Keep, oh Lord, the fire burning
Through the night and through the day
For the man who is returning
from so far away.

Chorus:
Don’t uproot what has been planted
So our bounty may increase,
Let our dearest wish be granted:
Bring us peace, oh bring us peace.

For the sake of all these things, Lord,
Let your mercy be complete
Bless the sting and bless the honey
Bless the bitter and the sweet.

Save the houses that we live in
The small fences and the wall
From the sudden war-like thunder
May you save them all.

Guard what little I’ve been given
Guard the hill my child might climb
Let the fruit that’s yet to ripen
Not be plucked before its time.

Chorus:
As the wind makes rustling night sounds
And a star falls in its arc
All my dreams and my desires
Form crystal shapes out of the dark.

Guard for me, oh Lord, these treasures
All my friends keep safe and strong,
Guard the stillness, guard the weeping,
And above all, guard this song.

For the sake of all these things, Lord,
Let your mercy be complete
Bless the sting and bless the honey
Bless the bitter and the sweet.
Bless the sting and bless the honey
Bless the bitter and the sweet.

Quarter of a Cent-Cherry

Great conversation, loud laughter, fun stories. Inside jokes and quick-witted comments and the type of easy, comfortable banter that comes from many years together, from shared experiences and milestones, difficult times, tears, proud moments, pure elation and happiness. From close friendship.
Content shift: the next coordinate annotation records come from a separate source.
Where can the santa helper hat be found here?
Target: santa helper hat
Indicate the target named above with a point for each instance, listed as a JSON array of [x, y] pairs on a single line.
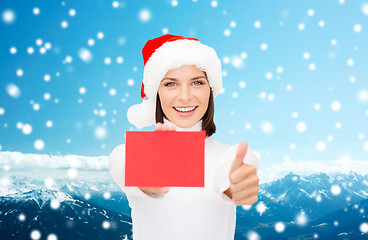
[[166, 53]]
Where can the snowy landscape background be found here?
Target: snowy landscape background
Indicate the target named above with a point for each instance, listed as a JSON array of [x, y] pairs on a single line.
[[294, 87]]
The air is dry, and the trees are tall, and it’s rustic and gorgeous.

Tahoe, California. Spring. 2014.

South Lake Tahoe

South Lake Tahoe

Was it really twenty five years ago that I was half a world away, breathing air as dry, amongst trees as tall, hanging out in somebody’s rustic bunk, cocooned by esoteric jokes and hysterical laughter and the closest of friends?
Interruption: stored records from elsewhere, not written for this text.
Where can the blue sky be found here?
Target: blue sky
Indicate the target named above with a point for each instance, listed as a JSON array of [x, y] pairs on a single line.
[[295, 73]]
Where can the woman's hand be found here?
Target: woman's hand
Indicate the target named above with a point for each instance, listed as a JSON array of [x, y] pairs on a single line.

Lapalala Wilderness, South Africa. Fall. 1989.

Fifteen years old, on a week-long wilderness program in the Limpopo Province with my tenth grade class, it was the very best of times. I loved all those school retreats to simple, woodsy places in the Highveld, where it was very, very cold in the early morning and at night, sweltering hot in between. When we were woken at the crack of dawn, and saw the mist rising with the African sun. Ate cornflakes and toast with thick peanut butter and bananas for breakfast, and then packed it all up for a long hike to learn about the Toothbrush Plant, and how to belay down a mountainside. Walking in smaller groups of twos and threes, paired off with my crush of the moment, or sharing wild hopes and dreams with my BFF while the hadedas called to each other in the broiling heat.

Lapalala Wilderness

Lapalala Wilderness

Mixed tapes played Men at Work and Phil Collins, Roxette and Milli Vanilli on portable boom boxes. We dismissed every rule late into the night, breaking curfew the very least of it. The girls snuck into the boys’ bunks (never the other way around), and we told secrets and broke promises and huddled together to keep warm.
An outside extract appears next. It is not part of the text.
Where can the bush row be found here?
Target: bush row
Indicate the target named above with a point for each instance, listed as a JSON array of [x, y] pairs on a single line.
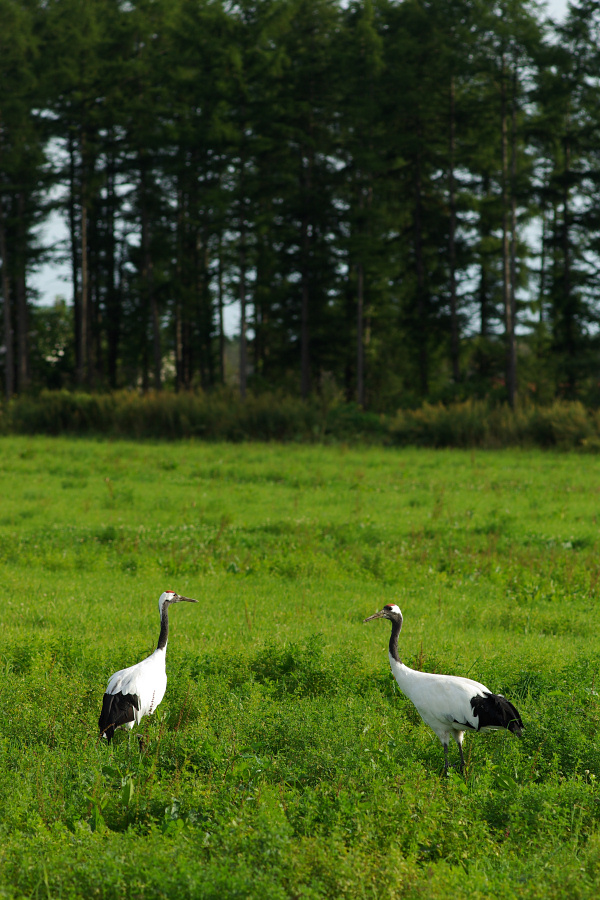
[[223, 416]]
My 25-year-old memories haunt me lately. I keep coming back to that year, 1989, when life just worked. For me. It wasn’t always like that before, and almost never again, but that year the music was right, and school was okay, and my siblings were fun and my parents understood (or they pretended to) and, most important of all at 15, my friends were perfect in every way.

Twenty five years later many of those friends are still perfect to me in every way. As I gaze out at the impossibly tall Tahoe pine trees, I ache to have them closer to me – we are scattered all over the Earth – to share inside jokes, and laugh at nothing, and sing Land Down Under out of tune at the top of our lungs.

A burst of laughter pulls me away from 1989 – I focus on the faces around me. They are warm and happy, smiling and talking. Faces I know and love. Here I am, twenty five years later, half a world up and away, with friends that are perfect to me… in every way.